Edited magnetic resonance spectroscopic imaging (MRSI) is capable of mapping the distribution of low concentration metabolites such as gamma-aminobutyric acid (GABA) or and glutathione (GSH), but is prone to subtraction artifacts due to head motion or other instabilities. In this study, a retrospective motion compensation algorithm for edited MRSI is proposed. The algorithm identifies movement-affected signals by comparing residual water and lipid peaks between different transients recorded at the same point in k-space, and either phase corrects, replaces or removes affected spectra prior to spatial Fourier transformation. The method was tested on macromolecule-unsuppressed GABA-edited spin-echo MR spectroscopic imaging data acquired from 8 healthy adults scanned at 3T. Relative to non-motion compensated data sets, the motion compensated data had significantly less subtraction artifacts across subjects. The residual choline (Cho) peak in the spectrum (which is well resolved from as a different chemical shift from GABA and is completely absent in a spectrum without subtraction artifact) was used as a metric of motion artifact severity. The normalized Cho area was 5.14 times lower with motion compensation than without motion compensation. A 'removal-only' version of the technique is also shown to be promising in removing motion-corrupted artifacts in a GSH-edited MRSI acquisition acquired in 1 healthy subject. This study introduces a motion compensation technique and demonstrates that retrospective compensation in k-space is possible and significantly reduces the amount of subtraction artifacts in the resulting edited spectra.

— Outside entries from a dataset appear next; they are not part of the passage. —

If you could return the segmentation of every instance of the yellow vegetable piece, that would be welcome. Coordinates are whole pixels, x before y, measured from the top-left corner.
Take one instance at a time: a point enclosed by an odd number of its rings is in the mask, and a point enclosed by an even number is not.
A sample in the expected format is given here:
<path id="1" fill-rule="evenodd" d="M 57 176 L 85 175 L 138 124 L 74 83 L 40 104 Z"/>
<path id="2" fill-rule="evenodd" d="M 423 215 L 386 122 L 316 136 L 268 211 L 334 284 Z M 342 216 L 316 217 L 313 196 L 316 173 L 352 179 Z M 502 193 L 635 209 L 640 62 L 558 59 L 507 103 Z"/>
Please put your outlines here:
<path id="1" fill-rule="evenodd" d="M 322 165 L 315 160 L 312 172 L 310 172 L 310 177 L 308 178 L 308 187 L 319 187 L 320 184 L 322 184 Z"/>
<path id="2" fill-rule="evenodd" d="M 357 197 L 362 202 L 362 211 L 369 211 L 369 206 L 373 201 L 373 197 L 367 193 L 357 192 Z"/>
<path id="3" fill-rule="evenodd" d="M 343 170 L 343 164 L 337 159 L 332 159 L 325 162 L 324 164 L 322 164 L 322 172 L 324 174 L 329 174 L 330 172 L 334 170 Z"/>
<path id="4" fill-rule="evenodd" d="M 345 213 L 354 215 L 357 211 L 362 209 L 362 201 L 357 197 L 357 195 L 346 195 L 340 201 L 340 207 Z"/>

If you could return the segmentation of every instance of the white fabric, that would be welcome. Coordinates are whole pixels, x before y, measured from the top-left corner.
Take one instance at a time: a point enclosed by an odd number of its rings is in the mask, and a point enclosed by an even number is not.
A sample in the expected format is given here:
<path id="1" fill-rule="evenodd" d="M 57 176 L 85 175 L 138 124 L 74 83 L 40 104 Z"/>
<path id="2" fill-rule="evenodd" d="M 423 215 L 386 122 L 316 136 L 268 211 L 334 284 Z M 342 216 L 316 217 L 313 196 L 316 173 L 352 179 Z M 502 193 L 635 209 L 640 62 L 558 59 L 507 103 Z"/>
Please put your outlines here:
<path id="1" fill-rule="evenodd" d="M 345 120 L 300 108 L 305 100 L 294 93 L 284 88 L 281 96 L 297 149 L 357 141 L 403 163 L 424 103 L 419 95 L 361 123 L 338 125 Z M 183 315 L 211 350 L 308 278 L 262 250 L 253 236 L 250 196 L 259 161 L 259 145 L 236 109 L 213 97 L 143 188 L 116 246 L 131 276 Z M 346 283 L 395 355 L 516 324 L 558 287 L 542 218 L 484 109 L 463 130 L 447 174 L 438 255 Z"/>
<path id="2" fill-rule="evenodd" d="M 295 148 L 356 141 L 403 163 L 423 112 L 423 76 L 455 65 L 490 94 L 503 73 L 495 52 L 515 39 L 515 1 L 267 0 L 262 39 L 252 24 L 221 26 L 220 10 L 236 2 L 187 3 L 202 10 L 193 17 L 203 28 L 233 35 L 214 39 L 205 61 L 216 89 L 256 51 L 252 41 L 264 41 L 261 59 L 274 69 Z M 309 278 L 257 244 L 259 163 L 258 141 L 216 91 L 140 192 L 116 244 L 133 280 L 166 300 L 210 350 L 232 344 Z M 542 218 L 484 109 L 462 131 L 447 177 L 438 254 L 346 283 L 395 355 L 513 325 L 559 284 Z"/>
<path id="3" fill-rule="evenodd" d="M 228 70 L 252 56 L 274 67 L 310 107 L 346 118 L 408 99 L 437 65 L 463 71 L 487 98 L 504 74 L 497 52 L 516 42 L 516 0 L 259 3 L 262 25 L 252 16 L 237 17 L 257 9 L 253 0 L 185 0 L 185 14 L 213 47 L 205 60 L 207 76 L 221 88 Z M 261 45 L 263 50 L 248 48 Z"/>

编辑后的磁共振波谱成像(MRSI)能够绘制低浓度代谢物(如γ-氨基丁酸(GABA)或谷胱甘肽(GSH))的分布图谱,但由于头部运动或其他不稳定性,容易出现减法伪影。在这项研究中,提出了一种用于编辑 MRSI 的回顾性运动补偿算法。该算法通过比较在 k 空间相同点记录的不同瞬变之间的残留水和脂质峰来识别受运动影响的信号,并在进行空间傅里叶变换之前,对受影响的光谱进行相位校正、替换或去除。该方法在 3T 扫描的 8 名健康成年人的未受大分子抑制的 GABA 编辑自旋回波磁共振波谱成像数据上进行了测试。与非运动补偿数据集相比,运动补偿数据集在受试者间的减法伪影明显减少。谱中的残留胆碱(Cho)峰(其与 GABA 的化学位移不同,并且在没有减法伪影的谱中完全不存在)被用作运动伪影严重程度的指标。与没有运动补偿相比,归一化 Cho 区域降低了 5.14 倍。还显示了该技术的“仅去除”版本在去除 1 名健康受试者的 GSH 编辑 MRSI 采集中的运动相关伪影方面也很有前景。本研究介绍了一种运动补偿技术,并证明了在 k 空间中进行回顾性补偿是可行的,并显著减少了编辑谱中减法伪影的数量。